Flatmap function usage in Spark--spark learning (Basic)

Source: Internet
Author: User
Tags foreach
Description

In Spark, the map function and the Flatmap function are two more commonly used functions. which
Map: operates on each element in the collection.
FLATMAP: operates on each element in the collection and then flattens it.
Understanding flattening can give a simple example

Val arr=sc.parallelize (Array ("A", 1), ("B", 2), ("C", 3))
Arr.flatmap (x=> (x._1+x._2)). foreach (println)

The output result is

A
1
B
2
C
3

If you use map

Val arr=sc.parallelize (Array ("A", 1), ("B", 2), ("C", 3))
Arr.map (x=> (x._1+x._2)). foreach (println)

Output results

A1
B2
C3

So the Flatmap flat is probably the first time you use a map to map all the data once again. Actual usage Scenarios

This scenario is one of the challenges I have encountered in writing code, how many occurrences of adjacent character pairs are counted in the string. It means that if there is a; B C;d; B C string, then (A, B), (C,d), (D,b) the adjacent character pair appears once, (B,c) appears two times.
If you have data

A B C;d; B;d; C
b;d; A E;d; C
A; B

The number of occurrences of adjacent character pairs appears as follows

Data.map (_.split (";")). FlatMap (x=>{
      for (i<-0 until x.length-1) yield (x (i) + "," +x (i+1), 1)
    }). Reducebykey (_+_). foreach ( println

The output result is

(a,e,1)
(e,d,1)
(d,a,1)
(c,d,1)
(b,c,1)
(b,d,2)
(d,c,2)
(d,b,1)
(a,b,2)

This example is the full use of the flatmap of the flat function.

Contact Us

The content source of this page is from Internet, which doesn't represent Alibaba Cloud's opinion; products and services mentioned on that page don't have any relationship with Alibaba Cloud. If the content of the page makes you feel confusing, please write us an email, we will handle the problem within 5 days after receiving your email.
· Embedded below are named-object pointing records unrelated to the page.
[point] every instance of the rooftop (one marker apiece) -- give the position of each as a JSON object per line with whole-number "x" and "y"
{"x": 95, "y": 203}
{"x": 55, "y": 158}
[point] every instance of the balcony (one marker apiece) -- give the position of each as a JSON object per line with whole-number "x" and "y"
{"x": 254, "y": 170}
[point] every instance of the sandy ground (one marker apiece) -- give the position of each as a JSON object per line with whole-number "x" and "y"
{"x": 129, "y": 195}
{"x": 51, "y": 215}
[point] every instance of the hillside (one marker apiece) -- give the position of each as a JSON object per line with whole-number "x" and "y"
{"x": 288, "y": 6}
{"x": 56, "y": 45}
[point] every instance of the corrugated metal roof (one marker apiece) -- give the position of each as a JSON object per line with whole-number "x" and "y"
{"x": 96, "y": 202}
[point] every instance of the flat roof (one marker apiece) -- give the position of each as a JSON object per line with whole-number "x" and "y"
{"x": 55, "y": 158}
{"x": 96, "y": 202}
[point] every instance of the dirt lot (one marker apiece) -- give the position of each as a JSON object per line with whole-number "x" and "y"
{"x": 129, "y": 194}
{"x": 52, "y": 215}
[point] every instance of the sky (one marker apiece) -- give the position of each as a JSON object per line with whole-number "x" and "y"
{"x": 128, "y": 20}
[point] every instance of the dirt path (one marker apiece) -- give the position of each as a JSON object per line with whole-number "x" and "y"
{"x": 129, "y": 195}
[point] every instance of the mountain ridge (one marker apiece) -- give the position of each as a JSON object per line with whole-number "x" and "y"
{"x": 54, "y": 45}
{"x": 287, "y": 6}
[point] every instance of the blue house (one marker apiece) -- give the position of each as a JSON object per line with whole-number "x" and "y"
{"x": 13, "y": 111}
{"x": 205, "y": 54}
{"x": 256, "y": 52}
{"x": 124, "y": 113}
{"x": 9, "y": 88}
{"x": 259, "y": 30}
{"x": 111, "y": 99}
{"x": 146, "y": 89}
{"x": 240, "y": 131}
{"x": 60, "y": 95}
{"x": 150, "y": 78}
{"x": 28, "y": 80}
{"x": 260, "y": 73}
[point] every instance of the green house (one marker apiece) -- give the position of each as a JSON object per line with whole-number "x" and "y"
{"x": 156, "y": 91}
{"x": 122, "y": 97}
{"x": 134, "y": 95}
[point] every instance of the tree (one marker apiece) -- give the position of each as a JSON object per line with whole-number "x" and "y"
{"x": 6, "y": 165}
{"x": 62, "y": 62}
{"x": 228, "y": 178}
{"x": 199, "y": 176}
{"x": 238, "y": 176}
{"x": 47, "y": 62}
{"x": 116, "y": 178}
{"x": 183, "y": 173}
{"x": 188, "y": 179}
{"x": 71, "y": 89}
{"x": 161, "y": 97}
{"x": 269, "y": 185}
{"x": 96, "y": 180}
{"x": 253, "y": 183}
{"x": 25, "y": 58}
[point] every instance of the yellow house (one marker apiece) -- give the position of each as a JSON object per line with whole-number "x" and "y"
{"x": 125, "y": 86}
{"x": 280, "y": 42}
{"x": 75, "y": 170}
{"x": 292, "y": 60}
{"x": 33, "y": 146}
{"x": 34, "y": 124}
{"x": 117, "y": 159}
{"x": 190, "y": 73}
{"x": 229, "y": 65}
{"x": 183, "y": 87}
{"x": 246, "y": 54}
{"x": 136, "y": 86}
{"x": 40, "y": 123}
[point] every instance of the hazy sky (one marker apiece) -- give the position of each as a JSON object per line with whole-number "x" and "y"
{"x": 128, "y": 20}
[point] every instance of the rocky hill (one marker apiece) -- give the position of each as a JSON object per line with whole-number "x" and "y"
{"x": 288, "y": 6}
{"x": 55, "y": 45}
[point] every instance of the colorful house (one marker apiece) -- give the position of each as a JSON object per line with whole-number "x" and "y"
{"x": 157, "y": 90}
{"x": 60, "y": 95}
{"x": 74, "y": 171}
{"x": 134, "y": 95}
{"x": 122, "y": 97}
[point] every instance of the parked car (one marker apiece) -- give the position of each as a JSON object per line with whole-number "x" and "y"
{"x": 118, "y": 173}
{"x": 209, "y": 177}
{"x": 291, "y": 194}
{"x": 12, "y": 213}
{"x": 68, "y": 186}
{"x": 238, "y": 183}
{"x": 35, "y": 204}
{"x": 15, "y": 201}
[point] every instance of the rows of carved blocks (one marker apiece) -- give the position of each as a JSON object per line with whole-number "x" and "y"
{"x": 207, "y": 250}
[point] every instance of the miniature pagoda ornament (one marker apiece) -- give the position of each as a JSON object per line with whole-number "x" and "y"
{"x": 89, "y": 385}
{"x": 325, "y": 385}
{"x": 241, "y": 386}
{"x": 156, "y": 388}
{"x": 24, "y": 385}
If you find any instances of plagiarism from the community, please send an email to: info-contact@alibabacloud.com and provide relevant evidence. A staff member will contact you within 5 working days.

A Free Trial That Lets You Build Big!

Start building with 50+ products and up to 12 months usage for Elastic Compute Service

  • Sales Support

    1 on 1 presale consultation

  • After-Sales Support

    24/7 Technical Support 6 Free Tickets per Quarter Faster Response

  • Alibaba Cloud offers highly flexible support services tailored to meet your exact needs.